Three of the birds saved at the International Centre for Birds of Prey (ICBP) in Newent are ‘endangered’ Cape vultures, and delighted staff now hope to be able to breed from them to reintroduce their offspring to the wild.
The drama started on June 26 last year, when the centre received a call from Border Force officers at Heathrow Airport that a smuggler had been caught arriving from Johannesburg with 19 rare birds eggs worth up to £100,000 strapped to his body.
Bird curator Holly Cale and operations manager Adam Bloch rushed to Heathrow with incubators and brooders to try and save the birds, and found that two had already hatched by the time they arrived.

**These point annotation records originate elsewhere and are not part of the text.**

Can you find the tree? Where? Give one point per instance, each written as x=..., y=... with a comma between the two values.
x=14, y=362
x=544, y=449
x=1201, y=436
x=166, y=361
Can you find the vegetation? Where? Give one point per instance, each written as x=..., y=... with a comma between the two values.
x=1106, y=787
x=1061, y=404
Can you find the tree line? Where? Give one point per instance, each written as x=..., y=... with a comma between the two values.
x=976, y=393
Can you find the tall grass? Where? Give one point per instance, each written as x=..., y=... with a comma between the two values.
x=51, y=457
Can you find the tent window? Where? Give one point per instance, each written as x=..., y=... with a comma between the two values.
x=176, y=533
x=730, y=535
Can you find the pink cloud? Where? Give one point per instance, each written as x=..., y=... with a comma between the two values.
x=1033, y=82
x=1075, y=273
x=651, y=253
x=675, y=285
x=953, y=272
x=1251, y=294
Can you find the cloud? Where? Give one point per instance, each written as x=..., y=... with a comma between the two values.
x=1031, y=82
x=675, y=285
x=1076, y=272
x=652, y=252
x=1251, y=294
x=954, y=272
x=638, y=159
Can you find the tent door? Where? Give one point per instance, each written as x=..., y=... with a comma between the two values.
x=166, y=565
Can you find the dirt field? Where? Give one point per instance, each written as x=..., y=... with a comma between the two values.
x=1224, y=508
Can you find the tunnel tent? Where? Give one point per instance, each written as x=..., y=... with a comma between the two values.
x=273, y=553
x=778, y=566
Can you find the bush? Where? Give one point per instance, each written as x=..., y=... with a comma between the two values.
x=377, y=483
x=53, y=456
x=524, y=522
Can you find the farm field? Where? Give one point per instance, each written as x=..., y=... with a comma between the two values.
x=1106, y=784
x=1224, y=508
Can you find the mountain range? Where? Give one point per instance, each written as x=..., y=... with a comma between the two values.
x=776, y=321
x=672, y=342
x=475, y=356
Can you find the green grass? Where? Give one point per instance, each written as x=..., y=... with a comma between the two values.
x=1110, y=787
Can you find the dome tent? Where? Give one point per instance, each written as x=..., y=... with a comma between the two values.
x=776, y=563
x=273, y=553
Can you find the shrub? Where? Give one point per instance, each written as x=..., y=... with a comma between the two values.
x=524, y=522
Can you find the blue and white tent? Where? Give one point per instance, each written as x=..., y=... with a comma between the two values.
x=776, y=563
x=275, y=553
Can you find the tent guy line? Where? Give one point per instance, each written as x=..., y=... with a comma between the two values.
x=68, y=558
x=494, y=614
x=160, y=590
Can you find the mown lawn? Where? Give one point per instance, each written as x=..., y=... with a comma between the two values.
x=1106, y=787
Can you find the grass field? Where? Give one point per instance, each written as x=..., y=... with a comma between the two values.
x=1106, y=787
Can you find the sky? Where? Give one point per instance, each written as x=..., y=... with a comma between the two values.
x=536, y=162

And nearly eight months later, after unstinting care and nurturing, the centre has reopened after its winter break by unveiling its 17 healthy new additions.

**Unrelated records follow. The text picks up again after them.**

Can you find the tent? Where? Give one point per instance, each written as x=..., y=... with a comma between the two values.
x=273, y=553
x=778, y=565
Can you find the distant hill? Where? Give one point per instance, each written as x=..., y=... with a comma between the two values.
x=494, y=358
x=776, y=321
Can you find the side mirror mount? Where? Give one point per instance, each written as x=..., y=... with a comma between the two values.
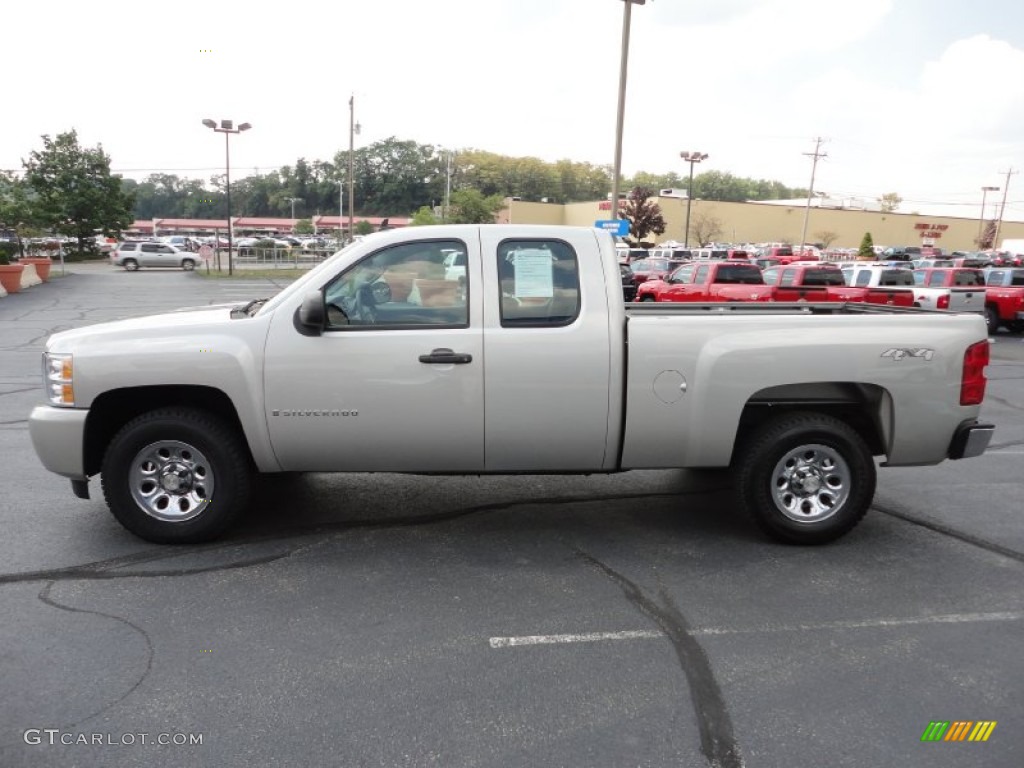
x=311, y=314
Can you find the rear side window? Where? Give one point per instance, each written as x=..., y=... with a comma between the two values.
x=539, y=284
x=739, y=274
x=896, y=278
x=823, y=278
x=969, y=279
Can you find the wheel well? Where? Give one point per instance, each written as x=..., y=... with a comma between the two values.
x=114, y=409
x=862, y=407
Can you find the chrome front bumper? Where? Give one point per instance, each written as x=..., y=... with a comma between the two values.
x=58, y=436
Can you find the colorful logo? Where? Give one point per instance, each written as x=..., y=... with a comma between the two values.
x=958, y=730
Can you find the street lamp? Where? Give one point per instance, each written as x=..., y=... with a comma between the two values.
x=227, y=128
x=692, y=158
x=981, y=219
x=353, y=128
x=620, y=119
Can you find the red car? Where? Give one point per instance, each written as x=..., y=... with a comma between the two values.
x=709, y=281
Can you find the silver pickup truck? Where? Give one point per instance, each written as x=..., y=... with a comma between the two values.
x=381, y=359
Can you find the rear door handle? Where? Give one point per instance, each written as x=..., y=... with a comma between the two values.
x=443, y=355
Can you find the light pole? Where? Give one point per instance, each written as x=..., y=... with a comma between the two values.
x=353, y=128
x=227, y=128
x=620, y=118
x=692, y=158
x=981, y=219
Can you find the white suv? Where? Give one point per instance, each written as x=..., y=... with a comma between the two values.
x=133, y=255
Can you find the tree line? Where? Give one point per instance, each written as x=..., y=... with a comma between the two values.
x=396, y=177
x=70, y=189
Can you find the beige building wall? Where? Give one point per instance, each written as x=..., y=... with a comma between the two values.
x=753, y=222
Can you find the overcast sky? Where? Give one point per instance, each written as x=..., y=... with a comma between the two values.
x=915, y=97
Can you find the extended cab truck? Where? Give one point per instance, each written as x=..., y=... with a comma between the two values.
x=949, y=288
x=825, y=283
x=709, y=281
x=374, y=361
x=1005, y=299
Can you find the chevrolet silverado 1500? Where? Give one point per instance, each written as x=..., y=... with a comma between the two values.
x=374, y=360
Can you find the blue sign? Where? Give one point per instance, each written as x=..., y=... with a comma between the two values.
x=620, y=227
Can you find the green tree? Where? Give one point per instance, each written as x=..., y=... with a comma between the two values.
x=472, y=207
x=643, y=214
x=76, y=194
x=423, y=217
x=890, y=202
x=16, y=214
x=866, y=250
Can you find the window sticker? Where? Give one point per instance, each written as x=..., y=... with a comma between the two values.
x=534, y=273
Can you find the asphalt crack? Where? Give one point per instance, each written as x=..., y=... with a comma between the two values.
x=44, y=596
x=950, y=531
x=112, y=568
x=718, y=741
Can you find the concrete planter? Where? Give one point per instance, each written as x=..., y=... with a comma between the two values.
x=30, y=276
x=42, y=263
x=10, y=276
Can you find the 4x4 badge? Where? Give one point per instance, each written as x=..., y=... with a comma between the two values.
x=900, y=353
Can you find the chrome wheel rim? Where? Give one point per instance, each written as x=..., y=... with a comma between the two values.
x=171, y=480
x=811, y=483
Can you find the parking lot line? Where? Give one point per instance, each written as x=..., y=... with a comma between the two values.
x=592, y=637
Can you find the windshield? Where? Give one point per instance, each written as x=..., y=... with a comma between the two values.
x=312, y=278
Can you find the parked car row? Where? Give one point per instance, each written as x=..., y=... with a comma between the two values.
x=997, y=293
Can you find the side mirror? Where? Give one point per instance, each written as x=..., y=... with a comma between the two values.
x=311, y=312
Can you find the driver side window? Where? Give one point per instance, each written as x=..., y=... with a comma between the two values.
x=413, y=285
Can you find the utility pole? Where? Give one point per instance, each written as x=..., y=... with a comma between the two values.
x=448, y=188
x=1003, y=207
x=981, y=219
x=814, y=167
x=353, y=128
x=624, y=58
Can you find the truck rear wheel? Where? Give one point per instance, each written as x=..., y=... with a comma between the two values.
x=176, y=475
x=806, y=478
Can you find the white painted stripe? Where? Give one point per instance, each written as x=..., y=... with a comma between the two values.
x=591, y=637
x=587, y=637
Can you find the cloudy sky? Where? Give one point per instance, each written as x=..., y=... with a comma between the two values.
x=911, y=96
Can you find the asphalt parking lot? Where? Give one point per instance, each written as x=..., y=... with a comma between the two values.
x=632, y=620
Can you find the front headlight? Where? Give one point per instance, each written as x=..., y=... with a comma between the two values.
x=58, y=378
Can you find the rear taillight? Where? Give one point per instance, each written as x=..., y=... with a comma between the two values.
x=973, y=381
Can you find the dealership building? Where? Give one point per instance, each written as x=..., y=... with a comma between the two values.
x=778, y=221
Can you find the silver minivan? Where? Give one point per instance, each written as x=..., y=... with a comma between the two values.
x=133, y=255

Egg smuggler Jeffrey Lendrum, a 57-year-old ‘SAS-trained wildlife hunter’, was jailed last month for 37 months following a court case where ICBP director Jemima Parry-Jones appeared as an expert witness.
Snaresbrook Crown Court heard last month that Lendrum sparked suspicion when he arrived at Heathrow wearing a heavy jacket in very warm conditions.

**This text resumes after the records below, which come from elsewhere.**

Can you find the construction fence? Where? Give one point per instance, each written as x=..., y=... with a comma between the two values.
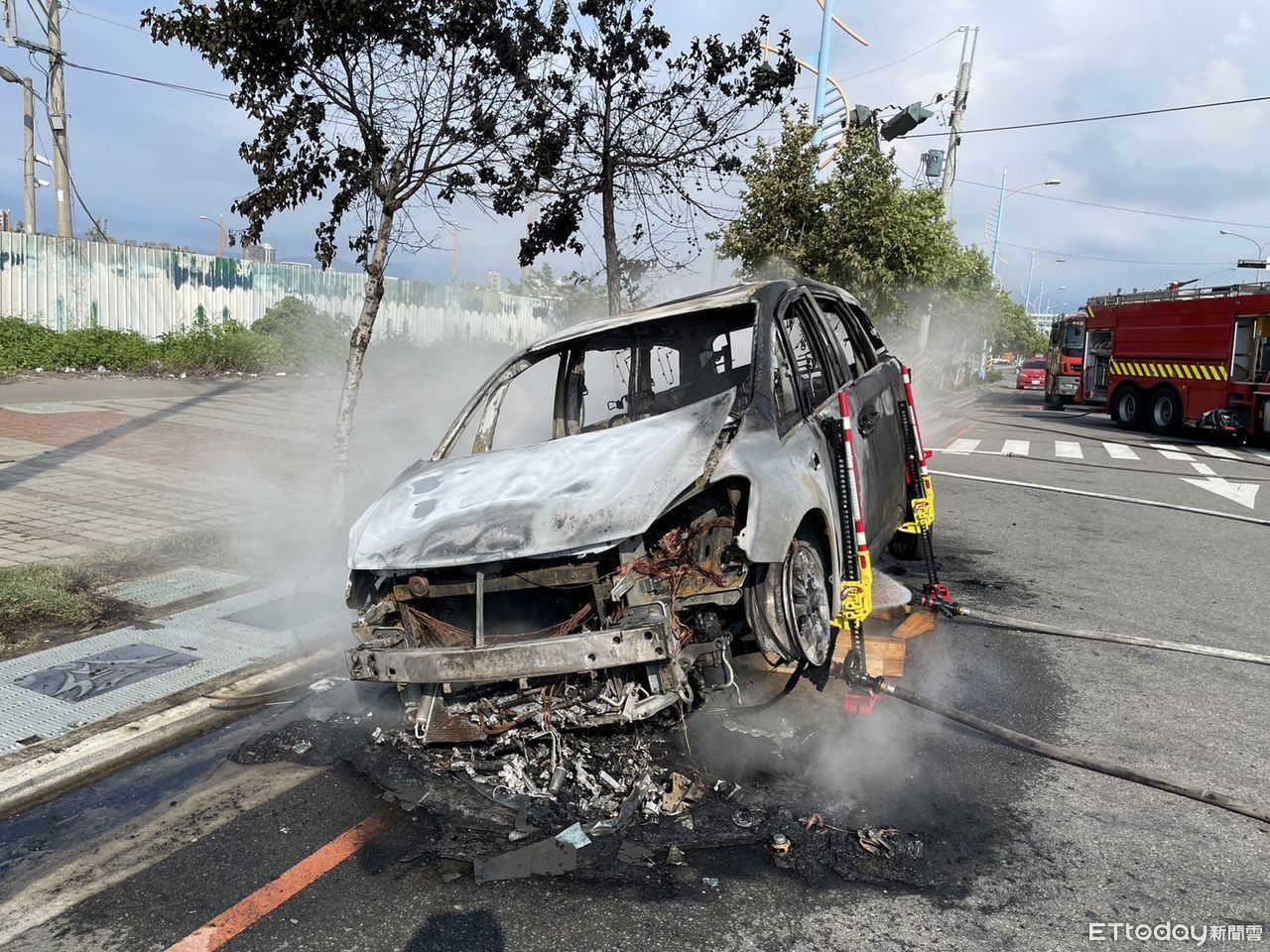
x=66, y=284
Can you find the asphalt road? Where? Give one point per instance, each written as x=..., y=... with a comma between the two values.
x=1020, y=852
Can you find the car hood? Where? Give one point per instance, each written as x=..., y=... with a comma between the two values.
x=575, y=493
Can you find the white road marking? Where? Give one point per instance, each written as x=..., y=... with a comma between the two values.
x=1135, y=500
x=1219, y=452
x=1119, y=451
x=1170, y=452
x=1241, y=493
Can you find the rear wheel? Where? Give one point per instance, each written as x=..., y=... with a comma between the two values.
x=789, y=606
x=1166, y=413
x=1128, y=408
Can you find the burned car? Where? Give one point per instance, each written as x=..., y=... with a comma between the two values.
x=625, y=506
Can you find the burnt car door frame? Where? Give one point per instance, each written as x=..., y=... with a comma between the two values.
x=807, y=433
x=875, y=393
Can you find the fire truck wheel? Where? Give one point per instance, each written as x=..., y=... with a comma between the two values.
x=1166, y=412
x=1128, y=408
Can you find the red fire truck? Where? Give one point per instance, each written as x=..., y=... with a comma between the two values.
x=1064, y=359
x=1196, y=356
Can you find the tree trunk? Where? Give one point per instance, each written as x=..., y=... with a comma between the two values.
x=612, y=263
x=357, y=345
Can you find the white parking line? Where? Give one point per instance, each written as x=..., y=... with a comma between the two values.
x=1119, y=451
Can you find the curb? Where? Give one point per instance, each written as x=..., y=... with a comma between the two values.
x=54, y=767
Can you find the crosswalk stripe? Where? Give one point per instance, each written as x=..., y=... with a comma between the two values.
x=1016, y=447
x=1119, y=451
x=1170, y=452
x=1220, y=452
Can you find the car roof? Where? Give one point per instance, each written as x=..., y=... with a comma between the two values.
x=720, y=298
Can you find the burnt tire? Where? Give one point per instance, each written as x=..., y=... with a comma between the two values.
x=1129, y=408
x=1165, y=416
x=789, y=606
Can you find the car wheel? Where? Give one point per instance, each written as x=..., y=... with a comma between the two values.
x=789, y=607
x=1128, y=409
x=1166, y=413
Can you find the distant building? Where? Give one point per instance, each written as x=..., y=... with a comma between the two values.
x=1044, y=321
x=263, y=253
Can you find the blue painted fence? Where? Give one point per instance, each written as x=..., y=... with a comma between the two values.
x=68, y=284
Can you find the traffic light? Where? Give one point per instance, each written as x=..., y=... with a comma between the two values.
x=905, y=121
x=934, y=160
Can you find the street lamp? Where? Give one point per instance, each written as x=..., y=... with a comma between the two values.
x=1257, y=245
x=28, y=146
x=220, y=229
x=1001, y=209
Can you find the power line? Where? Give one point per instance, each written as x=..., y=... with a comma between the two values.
x=1120, y=208
x=1097, y=118
x=208, y=93
x=1112, y=261
x=887, y=66
x=103, y=19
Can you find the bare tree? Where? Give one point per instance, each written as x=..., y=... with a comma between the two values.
x=376, y=108
x=652, y=135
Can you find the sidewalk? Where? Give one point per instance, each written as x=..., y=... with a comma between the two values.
x=82, y=475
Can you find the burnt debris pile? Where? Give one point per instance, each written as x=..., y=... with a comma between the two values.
x=608, y=805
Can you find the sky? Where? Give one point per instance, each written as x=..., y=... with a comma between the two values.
x=153, y=160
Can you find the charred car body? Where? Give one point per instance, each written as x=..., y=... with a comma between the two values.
x=624, y=506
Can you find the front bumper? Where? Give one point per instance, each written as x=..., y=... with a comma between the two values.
x=649, y=642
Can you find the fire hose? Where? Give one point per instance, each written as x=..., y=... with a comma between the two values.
x=1161, y=644
x=1071, y=757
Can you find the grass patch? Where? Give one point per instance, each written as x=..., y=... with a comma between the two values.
x=63, y=598
x=45, y=595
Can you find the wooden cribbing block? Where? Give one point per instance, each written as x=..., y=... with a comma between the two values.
x=915, y=625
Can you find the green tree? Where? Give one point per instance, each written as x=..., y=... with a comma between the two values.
x=860, y=227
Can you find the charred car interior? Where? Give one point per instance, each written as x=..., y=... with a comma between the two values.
x=624, y=508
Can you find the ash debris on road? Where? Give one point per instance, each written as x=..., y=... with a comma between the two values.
x=616, y=805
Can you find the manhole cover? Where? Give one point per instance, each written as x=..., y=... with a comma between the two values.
x=176, y=585
x=98, y=674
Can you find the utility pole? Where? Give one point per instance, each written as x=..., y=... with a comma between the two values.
x=28, y=155
x=959, y=99
x=58, y=119
x=28, y=146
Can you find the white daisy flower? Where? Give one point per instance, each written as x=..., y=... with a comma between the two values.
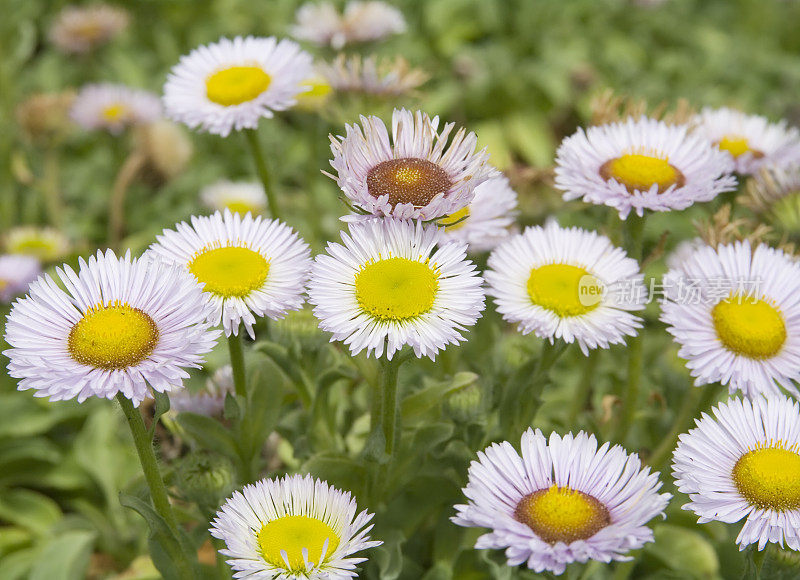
x=81, y=29
x=317, y=92
x=389, y=285
x=231, y=84
x=414, y=175
x=736, y=314
x=487, y=221
x=249, y=266
x=385, y=78
x=120, y=325
x=237, y=196
x=47, y=244
x=114, y=107
x=16, y=274
x=209, y=401
x=642, y=164
x=751, y=140
x=744, y=462
x=294, y=528
x=321, y=24
x=561, y=501
x=568, y=284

A search revealed that underneath he was wearing a body belt concealing 19 protected bird eggs, which Border Force specialist officers identified as protected under the Convention on International Trade in Endangered Species (CITES).
Lendrum, who has previous convictions for similar offences in Canada, Brazil and Africa, claimed it was his intention to rescue the eggs after he saw men chopping down trees containing their nests.
But he changed his plea in court to guilty to attempting to import the eggs after experts stated that some of them were from birds that nest in cliffs.
Lendrum was jailed for 18 months in 2010 after he was stopped at Birmingham Airport trying to smuggle 14 eggs taken from peregrine falcon nests in the Rhondda Valley in South Wales.
In October 2015, Lendrum was jailed for four and a half years in Sao Paolo, Brazil, after he was found carrying rare albino falcon eggs worth up to £64,000.
He fled Brazil while on bail and may face an extradition request after serving his sentence in the UK.